Per esempio, a chi gli chiedeva se volesse andare all’Inter del suo rivale, rispose: “A Milano non ci andrei perché la nebbia mi mangerebbe le orecchie.”
Sul suo modo di intendere il gioco, chiosava: “Ho sempre preferito il gioco scarno, io ai passaggetti, alle triangolazioni, ai ghibilori non ci ho mai creduto. È un gioco rachitico. Le mie squadre devono assimilare il mio carattere di battagliamento”.
Oppure: “Io resto alla finestra, oggi tutti vogliono gli allenatori che fiorettano, questi vogliono, perché ora per il calcio bisogna andare all’università col volume enciclopedico, ahooo quando si prendono cinque o sei lezioni teoletiche il calcio è finito”.
Cos’era il pallone per lui? “Il calcio è vita, è vitalità, è vitalizio”.
Sui giocatori stranieri aveva le idee chiare: “Non ci comprendiamo tra noi italiani, figuriamoci con gli stranieri. Perché lo straniero sai cosa fa? Quando una cosa gli garba io avere capito, quando non gli garba ma sa, io non avere capito… pregare, spiegare e poi non capisce mai perché non gli suona…”
Anche ai suoi giocatori lasciava insegnamenti memorabili. Per esempio, fu lui l’inventore del famoso: “Undici siamo noi e undici sono loro”. Quando spiegava la tattica, talvolta usava bicchieri pieni di vino: “Il tuo avversario te lo devi bere!”, e giù tutto in un sorso. Perché, alla fine, si sa che: “La psicologia è roba da ricchi, la grinta è roba da poveri”.
Una volta portò i suoi giocatori al cinema, seguendoli con lo sguardo da lontano. Vide che uno di loro si accendeva una sigaretta, e allora strisciò quatto quatto e da dietro gli rifilò due schiaffoni. Peccato che si trattava solo di un semplice spettatore!
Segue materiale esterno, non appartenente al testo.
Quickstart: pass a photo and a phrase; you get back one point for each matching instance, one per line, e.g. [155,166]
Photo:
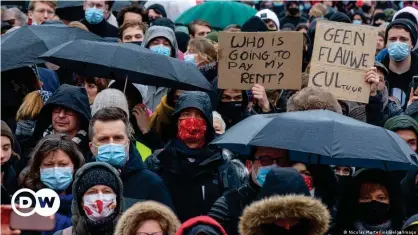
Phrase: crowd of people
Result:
[128,158]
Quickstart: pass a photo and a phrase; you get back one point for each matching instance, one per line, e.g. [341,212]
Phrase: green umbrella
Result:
[219,14]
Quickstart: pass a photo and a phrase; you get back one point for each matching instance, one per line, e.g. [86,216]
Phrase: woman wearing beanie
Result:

Il vero allenatore nel pallone
Dopo aver allenato anche Bologna, Bari, Fiorentina e Avellino, Oronzo Pugliese chiuse la carriera nel 1978 a Crotone. Se ne tornò a Turi, dopo una vita vagabonda. Ormai non correva più lungo la fascia dietro ai giocatori. Se ne stava su una sedia, colpito da un maledetto ictus. Oronzo Pugliese morì l’undici marzo del 1990. Nell’ottobre del 1984 uscì al cinema il film cult L’allenatore nel pallone, con Lino Banfi che vestiva i panni di Oronzo Canà, un pittoresco allenatore pugliese conosciuto come “il vate della Daunia”, amato da almeno due generazioni di spettatori. In realtà, adesso sappiamo che grazie a quel film abbiamo sempre, inconsapevolmente, amato Oronzo Pugliese, il vero allenatore nel pallone.